The moment the parents intervene, Kushi starts to sway. When a father responds to hearing of a tragic event by saying, “I told you so,” rather than providing emotional support, it shows how egotistic the human mind can be. In the last section, the dispute is resolved and two diametrically opposed characters cross paths.
However, the parts that lead up to this point are sporadic. The story never wants to focus on a problem long enough for it to have an effect. In order to maintain the feel-good factor, it is constantly in a rush to burst into a funny situation or a song and dance.
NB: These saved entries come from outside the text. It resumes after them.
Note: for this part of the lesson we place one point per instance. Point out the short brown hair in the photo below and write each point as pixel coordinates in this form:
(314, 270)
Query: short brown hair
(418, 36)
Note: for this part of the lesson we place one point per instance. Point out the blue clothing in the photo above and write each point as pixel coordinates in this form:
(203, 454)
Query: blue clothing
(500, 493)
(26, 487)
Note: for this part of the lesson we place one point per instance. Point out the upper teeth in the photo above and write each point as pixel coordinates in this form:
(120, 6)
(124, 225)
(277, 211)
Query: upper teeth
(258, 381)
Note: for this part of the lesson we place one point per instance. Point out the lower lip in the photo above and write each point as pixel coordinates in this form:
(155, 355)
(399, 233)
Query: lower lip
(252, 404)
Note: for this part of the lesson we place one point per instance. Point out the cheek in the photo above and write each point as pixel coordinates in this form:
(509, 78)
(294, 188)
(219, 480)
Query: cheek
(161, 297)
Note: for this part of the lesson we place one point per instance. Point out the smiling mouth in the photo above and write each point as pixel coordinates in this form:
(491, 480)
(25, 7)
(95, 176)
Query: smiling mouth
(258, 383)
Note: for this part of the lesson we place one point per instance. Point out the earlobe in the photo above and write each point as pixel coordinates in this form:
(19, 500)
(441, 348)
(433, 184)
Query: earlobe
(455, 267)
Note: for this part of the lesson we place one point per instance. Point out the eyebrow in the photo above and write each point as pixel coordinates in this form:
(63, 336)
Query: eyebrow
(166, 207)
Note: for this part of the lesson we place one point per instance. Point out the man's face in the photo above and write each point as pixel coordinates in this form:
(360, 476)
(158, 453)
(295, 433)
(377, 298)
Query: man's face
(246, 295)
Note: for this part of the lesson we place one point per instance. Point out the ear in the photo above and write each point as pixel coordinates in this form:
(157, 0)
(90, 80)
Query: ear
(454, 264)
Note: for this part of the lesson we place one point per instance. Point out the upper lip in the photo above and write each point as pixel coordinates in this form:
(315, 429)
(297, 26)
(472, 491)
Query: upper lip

We are able to feel the inner struggle of Vijay and Samantha’s characters in these passages thanks in large part to Chinmayi’s dubbing. There is only so much Murali Sharma and Sachin Khadekar can do to transcend the constraints of their personalities.
Is Kushi a good watch? Without a doubt. The musical is enjoyable and romantic, and its endearing protagonists help. If the movie had given more thought and effort to the battle between science and faith, it might have been a standout as well.